Before randomization, adults underwent medical evaluation, including radiography of the chest, to rule out active tuberculosis. Testing for the human immunodeficiency virus (HIV) was offered. The exclusion criteria were: exposure to a patient with active tuberculosis, whose isolates were resistant to either trial drug, current or planned pregnancy, the use of medications with potentially serious interactions with either trial drug, history of allergy to either trial drug, or current active tuberculosis.

The authors assessed 16,907 potential participants, from October 2009 through December 2014, of whom, 6063 underwent randomization. Of these, 5744 participants (95.5%) completed 28 months of follow-up after treatment.

The rate of treatment completion was significantly higher with the 4-month rifampin regimen than with the 9-month isoniazid regimen (difference, 15.1 percentage points).
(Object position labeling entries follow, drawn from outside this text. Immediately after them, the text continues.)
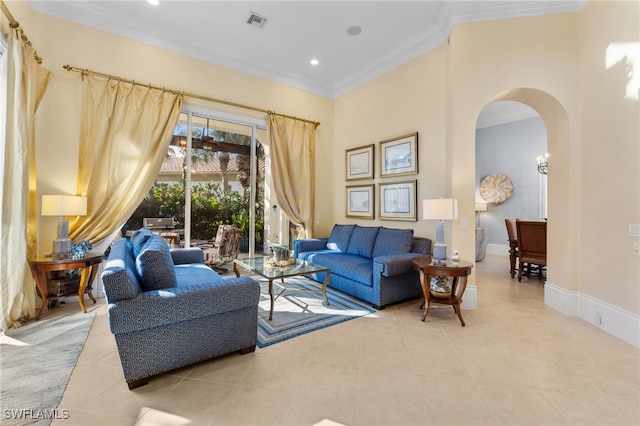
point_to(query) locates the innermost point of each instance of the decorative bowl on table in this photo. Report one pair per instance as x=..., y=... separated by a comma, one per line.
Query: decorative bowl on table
x=281, y=256
x=440, y=287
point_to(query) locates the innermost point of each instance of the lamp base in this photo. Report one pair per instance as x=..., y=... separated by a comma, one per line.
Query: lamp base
x=61, y=248
x=440, y=251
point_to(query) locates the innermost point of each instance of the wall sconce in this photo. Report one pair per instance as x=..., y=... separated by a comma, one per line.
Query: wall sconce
x=543, y=166
x=63, y=205
x=440, y=209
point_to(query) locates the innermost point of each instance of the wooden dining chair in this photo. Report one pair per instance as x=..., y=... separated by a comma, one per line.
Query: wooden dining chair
x=512, y=234
x=532, y=247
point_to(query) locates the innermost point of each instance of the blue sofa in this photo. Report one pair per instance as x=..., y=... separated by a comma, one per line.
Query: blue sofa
x=167, y=309
x=371, y=263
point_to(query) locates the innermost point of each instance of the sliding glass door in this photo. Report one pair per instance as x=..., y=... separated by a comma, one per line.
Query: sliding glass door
x=213, y=174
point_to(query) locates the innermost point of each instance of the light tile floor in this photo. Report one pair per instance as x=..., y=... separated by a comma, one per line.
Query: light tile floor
x=517, y=362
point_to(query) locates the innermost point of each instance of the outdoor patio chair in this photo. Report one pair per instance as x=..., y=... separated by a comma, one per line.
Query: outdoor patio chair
x=224, y=248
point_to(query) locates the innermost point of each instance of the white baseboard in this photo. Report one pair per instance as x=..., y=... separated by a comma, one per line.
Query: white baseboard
x=470, y=299
x=613, y=320
x=499, y=249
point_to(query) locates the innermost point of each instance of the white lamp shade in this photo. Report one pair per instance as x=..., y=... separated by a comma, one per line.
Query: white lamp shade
x=440, y=209
x=64, y=205
x=481, y=207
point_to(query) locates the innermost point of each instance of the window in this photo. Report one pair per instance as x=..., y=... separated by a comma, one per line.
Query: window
x=217, y=163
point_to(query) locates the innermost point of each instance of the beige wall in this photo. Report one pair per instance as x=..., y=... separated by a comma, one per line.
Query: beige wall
x=62, y=42
x=556, y=64
x=405, y=100
x=609, y=159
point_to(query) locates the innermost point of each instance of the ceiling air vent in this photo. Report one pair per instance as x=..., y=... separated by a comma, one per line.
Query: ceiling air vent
x=257, y=20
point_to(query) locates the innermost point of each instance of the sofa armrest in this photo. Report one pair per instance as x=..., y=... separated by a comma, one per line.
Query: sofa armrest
x=309, y=244
x=187, y=255
x=394, y=264
x=157, y=308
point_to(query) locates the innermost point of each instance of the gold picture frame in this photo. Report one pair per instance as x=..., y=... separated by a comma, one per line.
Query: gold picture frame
x=360, y=163
x=398, y=200
x=360, y=201
x=399, y=156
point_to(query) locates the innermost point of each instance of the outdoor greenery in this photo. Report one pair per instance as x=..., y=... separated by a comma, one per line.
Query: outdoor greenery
x=212, y=204
x=210, y=207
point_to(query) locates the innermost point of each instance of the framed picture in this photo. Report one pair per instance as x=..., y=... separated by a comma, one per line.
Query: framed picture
x=360, y=201
x=399, y=156
x=398, y=200
x=360, y=162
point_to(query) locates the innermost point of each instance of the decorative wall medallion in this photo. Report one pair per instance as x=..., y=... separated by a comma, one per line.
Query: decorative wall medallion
x=496, y=188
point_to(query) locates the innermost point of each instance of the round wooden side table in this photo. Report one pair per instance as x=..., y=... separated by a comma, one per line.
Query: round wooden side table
x=457, y=271
x=43, y=267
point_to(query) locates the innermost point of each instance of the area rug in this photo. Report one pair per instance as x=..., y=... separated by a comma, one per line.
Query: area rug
x=298, y=311
x=36, y=362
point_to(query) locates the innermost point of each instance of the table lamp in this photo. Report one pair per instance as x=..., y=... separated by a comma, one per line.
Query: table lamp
x=480, y=207
x=440, y=209
x=63, y=205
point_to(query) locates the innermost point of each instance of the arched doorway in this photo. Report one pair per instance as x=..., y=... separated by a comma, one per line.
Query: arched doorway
x=561, y=233
x=509, y=137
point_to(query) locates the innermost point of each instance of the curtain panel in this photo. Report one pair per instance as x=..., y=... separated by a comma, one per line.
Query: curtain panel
x=125, y=132
x=26, y=84
x=292, y=143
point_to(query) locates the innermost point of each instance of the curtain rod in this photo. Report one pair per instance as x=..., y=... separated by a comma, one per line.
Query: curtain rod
x=84, y=71
x=15, y=25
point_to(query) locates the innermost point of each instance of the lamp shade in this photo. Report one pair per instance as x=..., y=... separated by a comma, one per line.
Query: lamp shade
x=481, y=207
x=64, y=205
x=440, y=209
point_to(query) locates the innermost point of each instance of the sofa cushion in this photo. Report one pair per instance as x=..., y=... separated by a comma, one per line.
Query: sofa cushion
x=362, y=240
x=155, y=265
x=354, y=267
x=119, y=276
x=194, y=274
x=339, y=238
x=139, y=239
x=393, y=241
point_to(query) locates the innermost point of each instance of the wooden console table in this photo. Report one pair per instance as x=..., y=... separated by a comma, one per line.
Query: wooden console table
x=43, y=267
x=458, y=271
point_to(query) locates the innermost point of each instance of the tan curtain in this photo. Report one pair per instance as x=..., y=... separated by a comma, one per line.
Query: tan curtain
x=26, y=84
x=125, y=131
x=292, y=144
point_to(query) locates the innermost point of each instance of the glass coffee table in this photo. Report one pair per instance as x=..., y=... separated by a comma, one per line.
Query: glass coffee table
x=271, y=272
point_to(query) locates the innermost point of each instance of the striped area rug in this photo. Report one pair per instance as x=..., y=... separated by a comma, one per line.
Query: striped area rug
x=37, y=360
x=298, y=310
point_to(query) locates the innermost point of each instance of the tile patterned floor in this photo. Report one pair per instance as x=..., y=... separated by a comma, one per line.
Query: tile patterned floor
x=517, y=362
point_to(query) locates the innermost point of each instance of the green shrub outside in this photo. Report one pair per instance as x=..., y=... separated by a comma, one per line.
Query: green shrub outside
x=210, y=207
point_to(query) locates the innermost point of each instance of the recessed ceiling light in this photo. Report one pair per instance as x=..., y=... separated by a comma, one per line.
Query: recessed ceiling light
x=354, y=30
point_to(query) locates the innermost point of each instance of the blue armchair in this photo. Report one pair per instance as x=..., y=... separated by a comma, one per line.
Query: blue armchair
x=167, y=309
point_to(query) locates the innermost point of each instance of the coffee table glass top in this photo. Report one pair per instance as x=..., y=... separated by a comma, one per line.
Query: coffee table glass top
x=259, y=266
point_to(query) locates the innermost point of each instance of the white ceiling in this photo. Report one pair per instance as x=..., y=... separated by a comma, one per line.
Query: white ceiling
x=393, y=32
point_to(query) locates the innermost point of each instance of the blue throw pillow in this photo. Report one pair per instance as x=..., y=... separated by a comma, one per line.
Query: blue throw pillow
x=139, y=239
x=339, y=238
x=393, y=241
x=155, y=265
x=363, y=240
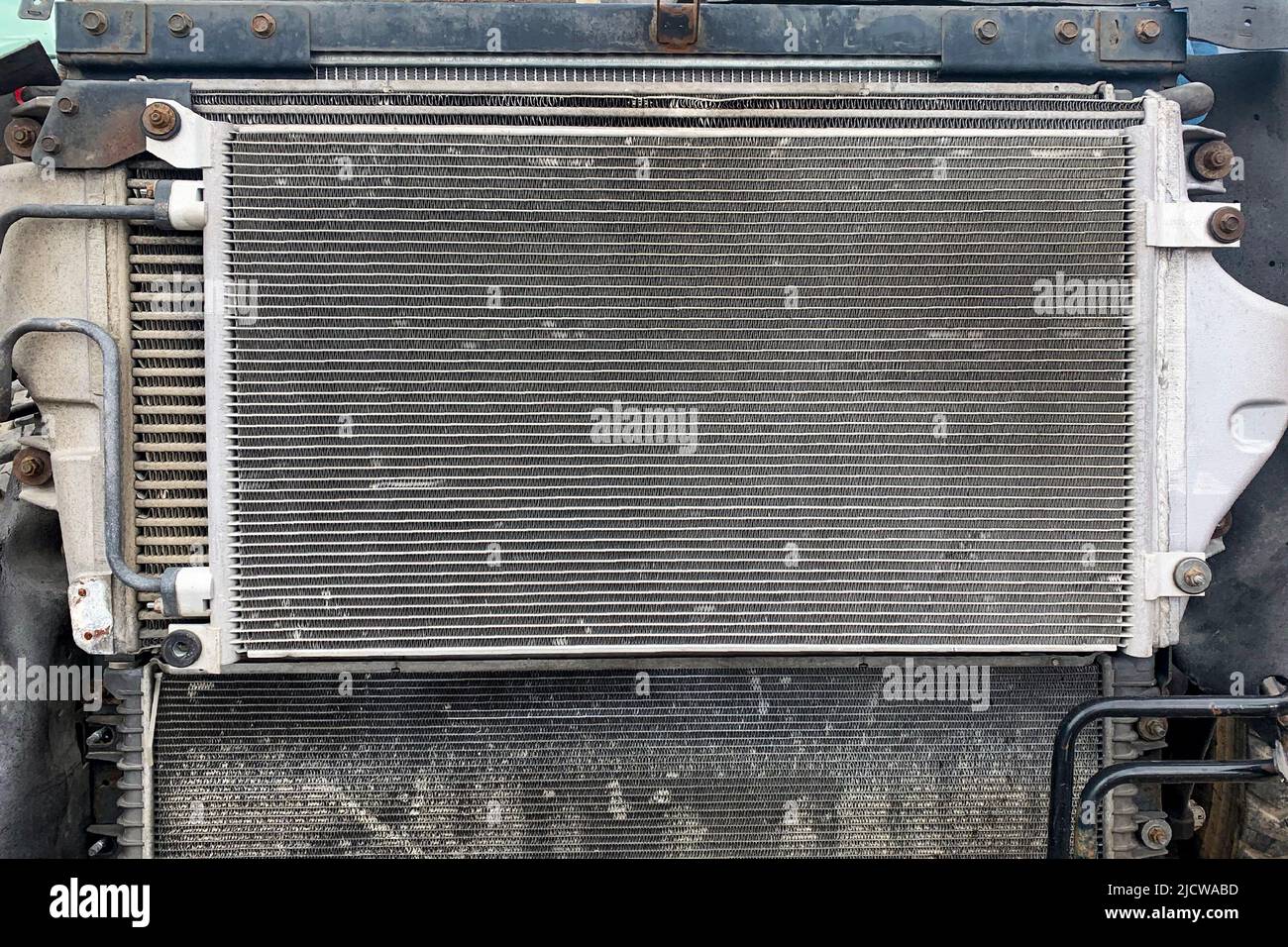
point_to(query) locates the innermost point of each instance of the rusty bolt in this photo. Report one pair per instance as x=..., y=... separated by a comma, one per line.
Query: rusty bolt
x=1157, y=834
x=263, y=25
x=31, y=467
x=987, y=30
x=20, y=136
x=1151, y=727
x=1227, y=224
x=1192, y=575
x=160, y=120
x=94, y=22
x=1212, y=159
x=1147, y=30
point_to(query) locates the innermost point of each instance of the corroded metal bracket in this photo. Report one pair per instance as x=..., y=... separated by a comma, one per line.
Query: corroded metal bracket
x=677, y=22
x=99, y=125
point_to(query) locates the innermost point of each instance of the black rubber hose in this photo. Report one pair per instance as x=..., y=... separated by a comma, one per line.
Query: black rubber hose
x=114, y=527
x=1060, y=814
x=72, y=211
x=1157, y=771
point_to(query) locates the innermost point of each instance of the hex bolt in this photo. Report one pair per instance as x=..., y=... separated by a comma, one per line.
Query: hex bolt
x=1212, y=159
x=1151, y=727
x=1067, y=31
x=987, y=30
x=1157, y=834
x=180, y=648
x=22, y=134
x=160, y=120
x=1192, y=575
x=1198, y=814
x=263, y=25
x=1227, y=224
x=1147, y=30
x=94, y=22
x=31, y=467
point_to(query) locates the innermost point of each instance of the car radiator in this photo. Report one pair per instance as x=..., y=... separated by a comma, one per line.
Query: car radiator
x=681, y=762
x=591, y=373
x=542, y=373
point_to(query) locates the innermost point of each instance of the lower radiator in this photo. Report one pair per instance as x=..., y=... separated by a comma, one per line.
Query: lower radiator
x=794, y=759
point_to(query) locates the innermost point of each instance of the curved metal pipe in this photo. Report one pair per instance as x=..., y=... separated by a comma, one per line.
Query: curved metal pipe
x=72, y=211
x=1060, y=813
x=114, y=527
x=1155, y=771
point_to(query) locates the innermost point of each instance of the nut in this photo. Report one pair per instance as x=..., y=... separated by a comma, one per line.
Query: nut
x=987, y=30
x=31, y=467
x=180, y=648
x=160, y=120
x=1147, y=30
x=1151, y=727
x=1212, y=159
x=263, y=25
x=1192, y=575
x=94, y=22
x=20, y=136
x=1227, y=224
x=1157, y=834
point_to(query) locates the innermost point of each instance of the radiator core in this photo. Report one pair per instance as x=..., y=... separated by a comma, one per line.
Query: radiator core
x=694, y=762
x=678, y=379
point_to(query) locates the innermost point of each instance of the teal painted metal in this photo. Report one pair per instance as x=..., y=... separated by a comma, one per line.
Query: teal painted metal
x=17, y=33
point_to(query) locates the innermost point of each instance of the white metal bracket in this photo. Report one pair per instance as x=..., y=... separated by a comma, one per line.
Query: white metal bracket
x=1183, y=224
x=1160, y=575
x=191, y=146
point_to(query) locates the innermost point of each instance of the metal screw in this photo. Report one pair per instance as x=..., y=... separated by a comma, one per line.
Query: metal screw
x=1212, y=159
x=160, y=120
x=20, y=137
x=1147, y=30
x=1192, y=575
x=94, y=22
x=1198, y=814
x=31, y=467
x=1227, y=224
x=987, y=30
x=1157, y=834
x=1151, y=727
x=263, y=25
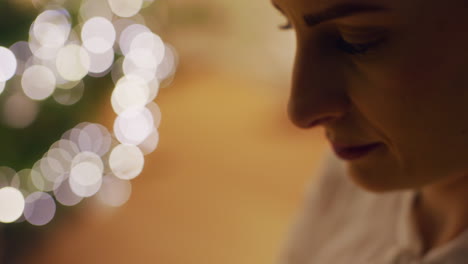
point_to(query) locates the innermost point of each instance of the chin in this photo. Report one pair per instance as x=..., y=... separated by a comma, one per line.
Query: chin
x=376, y=182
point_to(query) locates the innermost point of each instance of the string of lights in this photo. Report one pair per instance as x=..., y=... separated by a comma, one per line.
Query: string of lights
x=88, y=160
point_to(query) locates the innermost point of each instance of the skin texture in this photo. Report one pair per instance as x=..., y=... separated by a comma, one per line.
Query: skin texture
x=409, y=93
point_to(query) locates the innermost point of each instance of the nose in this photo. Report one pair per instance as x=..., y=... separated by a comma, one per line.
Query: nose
x=318, y=92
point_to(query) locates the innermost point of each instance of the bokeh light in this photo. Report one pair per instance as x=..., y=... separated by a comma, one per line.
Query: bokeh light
x=11, y=204
x=54, y=62
x=126, y=161
x=38, y=82
x=98, y=35
x=125, y=8
x=40, y=208
x=7, y=64
x=73, y=62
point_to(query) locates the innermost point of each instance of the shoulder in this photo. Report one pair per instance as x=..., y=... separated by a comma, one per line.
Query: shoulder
x=335, y=211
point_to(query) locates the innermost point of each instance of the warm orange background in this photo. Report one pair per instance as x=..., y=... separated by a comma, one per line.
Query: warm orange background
x=230, y=171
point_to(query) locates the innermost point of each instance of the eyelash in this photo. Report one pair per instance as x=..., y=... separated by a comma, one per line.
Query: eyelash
x=342, y=44
x=354, y=48
x=286, y=26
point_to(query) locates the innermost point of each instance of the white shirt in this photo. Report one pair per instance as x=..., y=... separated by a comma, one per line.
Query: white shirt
x=344, y=224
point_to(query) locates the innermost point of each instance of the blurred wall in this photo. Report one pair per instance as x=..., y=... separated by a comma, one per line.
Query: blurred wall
x=230, y=172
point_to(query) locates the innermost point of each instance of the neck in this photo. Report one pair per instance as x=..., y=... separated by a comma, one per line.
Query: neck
x=441, y=212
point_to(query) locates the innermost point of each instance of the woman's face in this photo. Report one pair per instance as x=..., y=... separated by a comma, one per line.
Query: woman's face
x=393, y=72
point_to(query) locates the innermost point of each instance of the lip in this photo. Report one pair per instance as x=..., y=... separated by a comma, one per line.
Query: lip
x=354, y=152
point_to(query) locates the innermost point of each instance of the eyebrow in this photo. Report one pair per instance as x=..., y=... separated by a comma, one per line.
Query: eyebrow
x=340, y=11
x=337, y=11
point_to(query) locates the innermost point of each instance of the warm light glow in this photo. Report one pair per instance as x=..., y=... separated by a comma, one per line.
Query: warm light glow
x=11, y=204
x=38, y=82
x=19, y=111
x=85, y=179
x=131, y=91
x=52, y=28
x=73, y=62
x=40, y=208
x=128, y=35
x=8, y=64
x=114, y=192
x=98, y=35
x=88, y=159
x=133, y=126
x=69, y=96
x=126, y=161
x=125, y=8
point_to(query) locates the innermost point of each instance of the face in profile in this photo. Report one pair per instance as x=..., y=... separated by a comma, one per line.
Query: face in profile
x=393, y=73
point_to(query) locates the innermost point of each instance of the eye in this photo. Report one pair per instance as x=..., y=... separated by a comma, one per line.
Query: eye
x=286, y=26
x=355, y=48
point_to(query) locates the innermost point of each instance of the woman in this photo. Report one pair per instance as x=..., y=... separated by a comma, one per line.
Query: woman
x=388, y=81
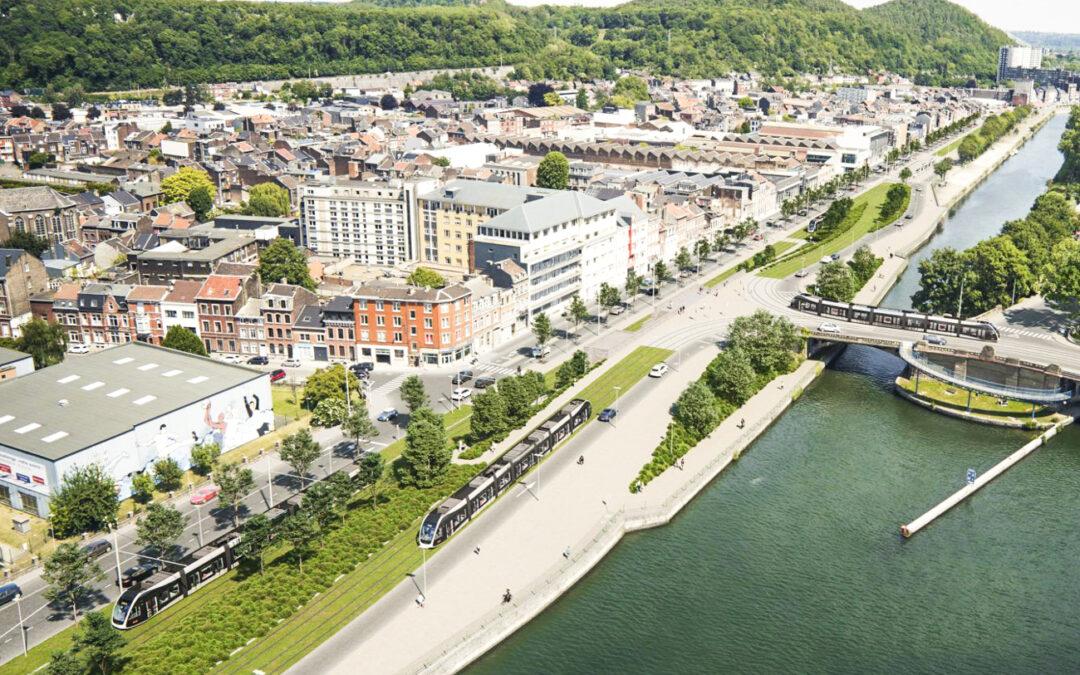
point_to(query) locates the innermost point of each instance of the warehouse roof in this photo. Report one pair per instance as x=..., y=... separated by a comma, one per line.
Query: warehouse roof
x=86, y=400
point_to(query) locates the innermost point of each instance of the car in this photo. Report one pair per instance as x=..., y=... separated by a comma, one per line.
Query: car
x=204, y=495
x=96, y=548
x=9, y=592
x=136, y=574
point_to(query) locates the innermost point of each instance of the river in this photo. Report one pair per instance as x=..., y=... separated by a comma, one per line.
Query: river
x=792, y=559
x=1004, y=196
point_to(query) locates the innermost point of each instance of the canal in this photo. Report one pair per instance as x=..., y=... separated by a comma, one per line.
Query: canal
x=1004, y=196
x=792, y=558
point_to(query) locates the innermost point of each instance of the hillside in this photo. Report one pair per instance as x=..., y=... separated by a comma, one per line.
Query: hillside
x=121, y=43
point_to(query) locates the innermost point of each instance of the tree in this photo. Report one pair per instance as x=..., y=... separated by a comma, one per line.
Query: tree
x=426, y=457
x=204, y=457
x=45, y=341
x=835, y=282
x=178, y=187
x=160, y=527
x=578, y=311
x=234, y=483
x=255, y=539
x=696, y=409
x=69, y=571
x=282, y=261
x=167, y=474
x=372, y=468
x=426, y=279
x=489, y=418
x=201, y=201
x=142, y=487
x=553, y=172
x=183, y=339
x=329, y=413
x=541, y=328
x=85, y=502
x=299, y=451
x=300, y=530
x=414, y=393
x=268, y=200
x=329, y=382
x=99, y=644
x=731, y=377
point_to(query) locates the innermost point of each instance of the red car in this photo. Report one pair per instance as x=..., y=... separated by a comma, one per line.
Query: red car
x=204, y=495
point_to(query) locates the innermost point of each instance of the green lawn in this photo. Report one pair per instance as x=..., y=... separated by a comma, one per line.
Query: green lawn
x=634, y=327
x=873, y=198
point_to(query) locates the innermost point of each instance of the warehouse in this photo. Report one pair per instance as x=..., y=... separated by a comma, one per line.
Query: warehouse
x=123, y=408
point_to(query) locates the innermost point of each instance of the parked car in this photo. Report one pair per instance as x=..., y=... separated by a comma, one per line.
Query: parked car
x=136, y=574
x=97, y=548
x=8, y=593
x=204, y=495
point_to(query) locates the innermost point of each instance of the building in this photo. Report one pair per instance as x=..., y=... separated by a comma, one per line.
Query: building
x=22, y=277
x=405, y=325
x=39, y=211
x=121, y=408
x=565, y=241
x=370, y=223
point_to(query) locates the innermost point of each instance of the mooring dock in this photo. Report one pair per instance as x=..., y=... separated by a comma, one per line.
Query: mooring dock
x=972, y=487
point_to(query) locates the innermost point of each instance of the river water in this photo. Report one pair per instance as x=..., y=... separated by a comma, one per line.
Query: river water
x=1006, y=196
x=792, y=559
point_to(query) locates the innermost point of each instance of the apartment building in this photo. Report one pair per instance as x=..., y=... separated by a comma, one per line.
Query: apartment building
x=405, y=325
x=449, y=218
x=370, y=223
x=565, y=241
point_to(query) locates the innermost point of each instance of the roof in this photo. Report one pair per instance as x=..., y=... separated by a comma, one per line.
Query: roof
x=58, y=410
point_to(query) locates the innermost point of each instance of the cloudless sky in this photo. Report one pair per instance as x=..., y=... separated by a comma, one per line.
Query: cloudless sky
x=1045, y=15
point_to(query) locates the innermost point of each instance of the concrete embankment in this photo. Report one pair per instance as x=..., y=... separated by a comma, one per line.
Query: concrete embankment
x=661, y=500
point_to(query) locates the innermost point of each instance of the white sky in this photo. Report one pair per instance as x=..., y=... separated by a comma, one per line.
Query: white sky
x=1047, y=15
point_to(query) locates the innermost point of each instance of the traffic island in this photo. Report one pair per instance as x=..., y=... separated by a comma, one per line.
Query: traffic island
x=974, y=406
There were 8 cases of confirmed active tuberculosis and 9 cases of clinically diagnosed active tuberculosis during active follow-up; the rifampin regimen was not superior to the isoniazid regimen.

The authors highlighted the strengths of their trial: the minimization of selection bias, through randomization and through the absence of differences in the demographic and clinical characteristics between the two trial groups; the large sample size; the widely varying levels of resources of the involved settings; the trial drugs administration by the patients, which might less affect treatment completion and the detection of adverse events. The authors themselves stressed, also, some limitations, such as the open-label design, the absence of a directed observed therapy regimen, the small involvement of HIV infected people, the low observed event rate of active tuberculosis in each group in the modified intention-to-treat analysis.

The authors concluded that the 4-month regimen of rifampin was not inferior to a 9-month regimen of isoniazid in preventing active tuberculosis; however, the rifampin regimen was also not superior to the isoniazid regimen. The rate of treatment completion was higher in the rifampin group than in the isoniazid group. In the rifampin group, there was a significantly lower incidence of adverse events of grades 3 to 5, particularly hepatotoxic adverse events, than in the isoniazid group.

 

AUTHORS: D. Menzies, M. Adjobimey, R. Ruslami, A. Trajman, O. Sow, H. Kim, J. Obeng Baah, G.B. Marks, R. Long, V. Hoeppner, K. Elwood, H. Al‑Jahdali, M. Gninafon, L. Apriani, R.C. Koesoemadinata, A. Kritski, V. Rolla, B. Bah, A. Camara, I. Boakye, V.J. Cook, H. Goldberg, C. Valiquette, K. Hornby, M.-J. Dion, P.-Z. Li, P.C. Hill, K. Schwartzman, and A. Benedetti.